The bipartisan bill, for lack of a better description of what still seems to be cocktail napkin scribblings, is a number—$579 billion in “new” spending—that was agreed to weeks ago, and nearly a trillion in total spending. Where it’s coming from and where it will be spent beyond the broad categories of infrastructure—water systems, highways, maybe transit, broadband—seems to continue to be in discussion. Details are scarce other than Republicans saying it’s too much public transportation.

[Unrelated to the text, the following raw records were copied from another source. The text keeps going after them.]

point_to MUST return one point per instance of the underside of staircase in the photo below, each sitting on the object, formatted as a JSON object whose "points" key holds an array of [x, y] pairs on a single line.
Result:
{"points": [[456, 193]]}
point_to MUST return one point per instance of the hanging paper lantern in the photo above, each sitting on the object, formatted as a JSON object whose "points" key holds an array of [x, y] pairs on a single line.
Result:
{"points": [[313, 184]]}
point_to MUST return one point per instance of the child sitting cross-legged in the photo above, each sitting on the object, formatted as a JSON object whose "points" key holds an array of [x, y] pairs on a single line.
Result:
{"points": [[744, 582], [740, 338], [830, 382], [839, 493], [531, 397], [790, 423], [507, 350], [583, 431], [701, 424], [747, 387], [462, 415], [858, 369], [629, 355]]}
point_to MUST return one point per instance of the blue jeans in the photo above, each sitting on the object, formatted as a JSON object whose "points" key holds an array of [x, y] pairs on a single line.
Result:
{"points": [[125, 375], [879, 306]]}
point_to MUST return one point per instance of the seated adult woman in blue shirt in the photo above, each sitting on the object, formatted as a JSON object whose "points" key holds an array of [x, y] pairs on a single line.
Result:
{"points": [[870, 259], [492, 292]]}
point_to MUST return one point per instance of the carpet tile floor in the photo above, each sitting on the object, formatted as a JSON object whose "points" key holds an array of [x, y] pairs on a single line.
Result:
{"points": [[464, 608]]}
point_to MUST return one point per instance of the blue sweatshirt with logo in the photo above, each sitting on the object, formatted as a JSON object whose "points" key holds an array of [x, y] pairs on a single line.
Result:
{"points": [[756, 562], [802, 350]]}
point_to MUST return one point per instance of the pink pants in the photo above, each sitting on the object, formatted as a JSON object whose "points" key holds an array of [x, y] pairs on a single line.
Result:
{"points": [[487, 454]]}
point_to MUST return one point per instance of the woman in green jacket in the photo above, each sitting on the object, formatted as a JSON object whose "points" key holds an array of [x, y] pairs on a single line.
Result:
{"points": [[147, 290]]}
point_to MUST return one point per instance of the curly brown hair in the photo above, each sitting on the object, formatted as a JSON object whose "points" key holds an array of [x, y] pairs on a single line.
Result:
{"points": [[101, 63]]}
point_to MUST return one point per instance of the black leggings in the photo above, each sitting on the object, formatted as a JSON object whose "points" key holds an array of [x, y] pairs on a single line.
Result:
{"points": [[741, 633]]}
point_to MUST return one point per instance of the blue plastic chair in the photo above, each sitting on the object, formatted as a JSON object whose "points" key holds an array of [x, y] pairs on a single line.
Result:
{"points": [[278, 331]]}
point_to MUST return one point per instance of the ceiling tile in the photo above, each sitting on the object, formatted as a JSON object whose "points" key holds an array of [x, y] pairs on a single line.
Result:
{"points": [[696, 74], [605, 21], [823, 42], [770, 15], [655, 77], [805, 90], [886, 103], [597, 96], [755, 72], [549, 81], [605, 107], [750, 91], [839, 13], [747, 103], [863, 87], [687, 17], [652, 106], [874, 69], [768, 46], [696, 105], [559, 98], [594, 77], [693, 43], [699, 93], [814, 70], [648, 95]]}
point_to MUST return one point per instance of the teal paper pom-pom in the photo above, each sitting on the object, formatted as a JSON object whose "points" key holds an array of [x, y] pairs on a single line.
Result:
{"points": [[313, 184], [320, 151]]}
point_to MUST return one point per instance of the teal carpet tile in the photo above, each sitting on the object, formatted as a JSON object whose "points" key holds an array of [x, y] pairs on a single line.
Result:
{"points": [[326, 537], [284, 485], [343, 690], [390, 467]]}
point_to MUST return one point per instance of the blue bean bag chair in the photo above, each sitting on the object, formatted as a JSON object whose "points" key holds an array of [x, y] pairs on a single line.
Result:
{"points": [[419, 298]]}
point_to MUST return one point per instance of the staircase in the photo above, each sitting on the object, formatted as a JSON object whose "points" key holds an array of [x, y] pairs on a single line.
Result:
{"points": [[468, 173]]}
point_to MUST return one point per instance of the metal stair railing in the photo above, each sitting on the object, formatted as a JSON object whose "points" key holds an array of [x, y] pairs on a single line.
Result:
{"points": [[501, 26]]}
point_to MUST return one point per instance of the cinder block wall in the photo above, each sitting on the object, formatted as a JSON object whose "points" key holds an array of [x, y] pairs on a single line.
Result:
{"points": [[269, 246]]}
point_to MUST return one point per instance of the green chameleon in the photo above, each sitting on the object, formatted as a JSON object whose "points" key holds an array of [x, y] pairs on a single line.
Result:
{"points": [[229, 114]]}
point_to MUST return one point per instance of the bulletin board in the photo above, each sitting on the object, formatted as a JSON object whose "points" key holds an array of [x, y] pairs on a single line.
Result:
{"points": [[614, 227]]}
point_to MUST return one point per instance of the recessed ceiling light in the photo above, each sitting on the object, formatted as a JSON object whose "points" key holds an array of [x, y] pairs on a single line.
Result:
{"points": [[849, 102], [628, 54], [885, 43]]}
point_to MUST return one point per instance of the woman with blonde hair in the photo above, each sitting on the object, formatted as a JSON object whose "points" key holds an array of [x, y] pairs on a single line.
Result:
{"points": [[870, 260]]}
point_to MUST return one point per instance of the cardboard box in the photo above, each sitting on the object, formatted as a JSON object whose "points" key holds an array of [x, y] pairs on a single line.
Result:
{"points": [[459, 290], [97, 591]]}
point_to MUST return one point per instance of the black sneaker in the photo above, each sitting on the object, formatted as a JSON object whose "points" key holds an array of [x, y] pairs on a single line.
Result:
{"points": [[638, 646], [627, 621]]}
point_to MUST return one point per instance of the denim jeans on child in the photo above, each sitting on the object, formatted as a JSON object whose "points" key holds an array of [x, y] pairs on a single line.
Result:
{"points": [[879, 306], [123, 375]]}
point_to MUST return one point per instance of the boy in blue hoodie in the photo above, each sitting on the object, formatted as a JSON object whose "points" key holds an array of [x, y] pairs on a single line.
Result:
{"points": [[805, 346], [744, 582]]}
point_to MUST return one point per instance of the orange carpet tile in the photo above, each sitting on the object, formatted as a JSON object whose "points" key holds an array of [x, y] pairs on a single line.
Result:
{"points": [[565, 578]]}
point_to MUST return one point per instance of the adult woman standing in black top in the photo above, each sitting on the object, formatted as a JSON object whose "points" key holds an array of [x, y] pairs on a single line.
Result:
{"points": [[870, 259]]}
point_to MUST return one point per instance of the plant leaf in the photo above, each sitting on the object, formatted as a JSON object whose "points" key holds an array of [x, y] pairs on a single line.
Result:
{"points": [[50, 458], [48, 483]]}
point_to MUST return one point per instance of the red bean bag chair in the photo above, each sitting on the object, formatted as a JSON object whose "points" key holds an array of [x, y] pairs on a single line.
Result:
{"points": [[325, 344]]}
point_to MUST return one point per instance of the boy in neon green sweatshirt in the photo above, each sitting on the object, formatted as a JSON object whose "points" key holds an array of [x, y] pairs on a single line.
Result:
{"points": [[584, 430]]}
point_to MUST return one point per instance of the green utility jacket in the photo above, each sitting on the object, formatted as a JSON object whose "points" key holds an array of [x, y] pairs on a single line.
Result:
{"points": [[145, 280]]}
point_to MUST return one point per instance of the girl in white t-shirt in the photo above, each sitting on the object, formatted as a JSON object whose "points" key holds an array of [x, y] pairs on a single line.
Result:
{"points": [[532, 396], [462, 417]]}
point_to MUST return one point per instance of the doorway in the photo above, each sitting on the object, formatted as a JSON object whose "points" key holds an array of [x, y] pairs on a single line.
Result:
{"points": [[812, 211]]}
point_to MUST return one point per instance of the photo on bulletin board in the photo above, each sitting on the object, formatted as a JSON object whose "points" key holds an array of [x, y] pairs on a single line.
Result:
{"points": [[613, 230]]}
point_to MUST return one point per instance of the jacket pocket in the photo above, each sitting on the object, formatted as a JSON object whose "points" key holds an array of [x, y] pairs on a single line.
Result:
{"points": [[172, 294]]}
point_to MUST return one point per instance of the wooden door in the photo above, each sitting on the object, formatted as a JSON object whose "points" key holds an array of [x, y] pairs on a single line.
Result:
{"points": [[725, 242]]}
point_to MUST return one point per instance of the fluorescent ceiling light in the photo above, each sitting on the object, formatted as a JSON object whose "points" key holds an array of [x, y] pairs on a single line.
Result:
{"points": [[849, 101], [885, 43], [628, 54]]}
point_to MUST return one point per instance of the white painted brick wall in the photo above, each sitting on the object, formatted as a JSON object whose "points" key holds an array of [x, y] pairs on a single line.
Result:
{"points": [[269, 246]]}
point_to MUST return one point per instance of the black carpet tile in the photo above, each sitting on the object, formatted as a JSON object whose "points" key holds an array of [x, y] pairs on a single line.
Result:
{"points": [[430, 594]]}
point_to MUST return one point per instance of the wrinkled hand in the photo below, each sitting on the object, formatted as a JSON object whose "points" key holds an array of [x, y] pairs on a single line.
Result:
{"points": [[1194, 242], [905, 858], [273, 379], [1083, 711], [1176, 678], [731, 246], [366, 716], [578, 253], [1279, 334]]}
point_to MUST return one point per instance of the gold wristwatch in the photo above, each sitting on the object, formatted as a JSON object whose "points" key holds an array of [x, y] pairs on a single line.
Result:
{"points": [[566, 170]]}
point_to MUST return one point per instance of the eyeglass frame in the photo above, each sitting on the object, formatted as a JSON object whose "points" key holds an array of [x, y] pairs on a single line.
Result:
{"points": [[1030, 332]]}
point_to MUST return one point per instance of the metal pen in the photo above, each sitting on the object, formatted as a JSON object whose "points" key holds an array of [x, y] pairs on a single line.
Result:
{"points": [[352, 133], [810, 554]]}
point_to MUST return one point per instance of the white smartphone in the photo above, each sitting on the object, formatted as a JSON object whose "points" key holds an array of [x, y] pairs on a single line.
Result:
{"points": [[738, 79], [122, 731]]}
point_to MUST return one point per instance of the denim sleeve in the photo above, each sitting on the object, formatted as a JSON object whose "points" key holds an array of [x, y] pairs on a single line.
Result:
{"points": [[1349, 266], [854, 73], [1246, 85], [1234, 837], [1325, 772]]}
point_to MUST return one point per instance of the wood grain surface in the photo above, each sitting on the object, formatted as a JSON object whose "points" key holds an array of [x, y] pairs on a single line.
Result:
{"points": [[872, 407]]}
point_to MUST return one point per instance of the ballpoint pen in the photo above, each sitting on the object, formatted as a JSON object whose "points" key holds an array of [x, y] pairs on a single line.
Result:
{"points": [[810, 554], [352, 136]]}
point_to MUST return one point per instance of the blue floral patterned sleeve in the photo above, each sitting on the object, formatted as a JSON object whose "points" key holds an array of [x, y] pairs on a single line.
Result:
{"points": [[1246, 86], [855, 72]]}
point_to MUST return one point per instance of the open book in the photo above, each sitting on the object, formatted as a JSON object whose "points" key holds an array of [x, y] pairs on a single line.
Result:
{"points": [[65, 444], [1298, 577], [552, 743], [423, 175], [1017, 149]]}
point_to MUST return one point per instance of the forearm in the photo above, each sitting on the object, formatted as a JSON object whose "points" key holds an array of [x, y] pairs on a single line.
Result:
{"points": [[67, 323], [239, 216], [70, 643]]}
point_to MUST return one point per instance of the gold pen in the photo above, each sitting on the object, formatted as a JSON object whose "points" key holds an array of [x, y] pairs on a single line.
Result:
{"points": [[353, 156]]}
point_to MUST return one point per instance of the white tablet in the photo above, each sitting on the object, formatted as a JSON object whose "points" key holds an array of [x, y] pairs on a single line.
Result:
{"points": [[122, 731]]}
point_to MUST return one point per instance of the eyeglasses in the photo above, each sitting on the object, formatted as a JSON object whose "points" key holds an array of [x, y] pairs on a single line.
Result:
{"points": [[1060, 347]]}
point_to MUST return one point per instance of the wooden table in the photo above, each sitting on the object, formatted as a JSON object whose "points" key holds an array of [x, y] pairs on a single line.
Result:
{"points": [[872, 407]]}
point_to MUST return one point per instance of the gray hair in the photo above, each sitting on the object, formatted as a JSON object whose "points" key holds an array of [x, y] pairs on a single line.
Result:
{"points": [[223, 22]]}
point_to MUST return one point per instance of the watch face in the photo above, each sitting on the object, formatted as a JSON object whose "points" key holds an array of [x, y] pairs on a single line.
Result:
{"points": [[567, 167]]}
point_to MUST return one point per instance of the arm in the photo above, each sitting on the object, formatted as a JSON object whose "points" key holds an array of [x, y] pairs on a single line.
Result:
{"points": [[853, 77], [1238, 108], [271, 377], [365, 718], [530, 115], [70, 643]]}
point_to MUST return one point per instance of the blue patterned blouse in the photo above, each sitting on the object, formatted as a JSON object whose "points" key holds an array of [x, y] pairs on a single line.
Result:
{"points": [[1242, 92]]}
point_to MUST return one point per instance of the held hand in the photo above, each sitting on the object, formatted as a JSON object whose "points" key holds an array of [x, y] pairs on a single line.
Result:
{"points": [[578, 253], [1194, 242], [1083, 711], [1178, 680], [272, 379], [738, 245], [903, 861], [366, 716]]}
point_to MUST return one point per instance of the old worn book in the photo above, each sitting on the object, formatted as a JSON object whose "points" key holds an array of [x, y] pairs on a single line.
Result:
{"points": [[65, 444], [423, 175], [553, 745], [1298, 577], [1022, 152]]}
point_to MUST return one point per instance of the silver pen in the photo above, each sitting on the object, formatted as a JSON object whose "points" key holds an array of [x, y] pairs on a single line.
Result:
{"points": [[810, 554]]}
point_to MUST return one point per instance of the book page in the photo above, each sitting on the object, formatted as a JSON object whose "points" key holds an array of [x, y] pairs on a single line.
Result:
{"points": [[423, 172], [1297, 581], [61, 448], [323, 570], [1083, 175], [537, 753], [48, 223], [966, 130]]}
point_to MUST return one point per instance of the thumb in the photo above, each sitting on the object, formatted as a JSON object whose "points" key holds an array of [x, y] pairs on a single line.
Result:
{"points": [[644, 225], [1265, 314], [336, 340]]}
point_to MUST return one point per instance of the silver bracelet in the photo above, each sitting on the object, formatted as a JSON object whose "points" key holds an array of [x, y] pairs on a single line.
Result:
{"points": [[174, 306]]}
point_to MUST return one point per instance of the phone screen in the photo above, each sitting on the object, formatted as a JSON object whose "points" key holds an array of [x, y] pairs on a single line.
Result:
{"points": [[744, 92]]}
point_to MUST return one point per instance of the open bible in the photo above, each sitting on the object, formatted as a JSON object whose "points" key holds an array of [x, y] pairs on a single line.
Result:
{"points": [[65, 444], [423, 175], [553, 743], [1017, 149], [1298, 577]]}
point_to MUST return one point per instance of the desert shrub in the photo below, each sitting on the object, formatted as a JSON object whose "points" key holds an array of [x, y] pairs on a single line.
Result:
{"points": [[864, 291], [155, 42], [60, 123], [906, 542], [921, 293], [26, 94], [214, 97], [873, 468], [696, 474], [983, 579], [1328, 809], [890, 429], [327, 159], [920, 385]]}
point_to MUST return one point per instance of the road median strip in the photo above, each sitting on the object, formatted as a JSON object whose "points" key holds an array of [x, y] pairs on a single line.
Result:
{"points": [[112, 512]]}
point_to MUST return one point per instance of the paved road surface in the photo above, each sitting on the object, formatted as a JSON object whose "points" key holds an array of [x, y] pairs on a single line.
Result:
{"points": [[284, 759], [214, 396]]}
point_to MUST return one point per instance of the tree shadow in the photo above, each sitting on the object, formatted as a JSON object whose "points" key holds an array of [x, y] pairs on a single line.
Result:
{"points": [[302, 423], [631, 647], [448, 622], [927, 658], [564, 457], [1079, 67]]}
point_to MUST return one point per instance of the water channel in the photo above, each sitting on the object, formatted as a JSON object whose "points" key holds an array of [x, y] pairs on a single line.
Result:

Their argument, according to Pennsylvania Republican Sen. Pat Toomey, is that transit got plenty of COVID-19 relief money. “Nobody’s talking about cutting transit,” Toomey said Sunday. “The question is, how many tens of billions of dollars on top of the huge increase that they have already gotten is sufficient? And that’s where there is a little disagreement.”

That funding was to keep transit programs afloat during the pandemic, allowing them to essentially survive. New funding is necessary for public transit to meet future requirements. That’s where House Transportation Committee Chair Peter DeFazio—an Oregon Democrat—and 30 of his committee members come in. They’ve warned the Senate in a letter that they won’t accept less than the $715 billion in the infrastructure bill, which they have already passed.

Public transportation groups agree. “The historical share for public transit from the Highway Trust Fund is 20%,” Paul Skoutelas, president of the American Public Transportation Association, said Sunday. “It is the absolute minimum acceptable level to help sustain our nation’s public transportation systems. It is imperative that we make robust, forward looking investments to modernize and expand public transit that will assist in our economic recovery from the COVID pandemic and get Americans back to work.”

As of Monday morning, Republicans are rejecting that global offer from Democrats, saying it “goes against” what had already been agreed to, but since anything they’ve already agreed to hasn’t been released to the public (if it has even been written down anywhere), no one outside the negotiations has any way of verifying that. A Republican source told Punchbowl News: “The ‘global offer’ we received from the White House and Chuck Schumer was discouraging since it attempts to reopen numerous issues the bipartisan group had already agreed to.”

In other words, when Collins said last Wednesday that they “are making tremendous progress, and I hope that the majority leader will reconsider and just delay the vote until Monday,” she was lying. Republicans insisted they had to have a bill before they could vote, even though last week’s vote was purely procedural, an agreement that eventually there would be a bill to consider on the floor. Collins insisted that they could have that much by Monday—today. They don’t. Surprise, surprise.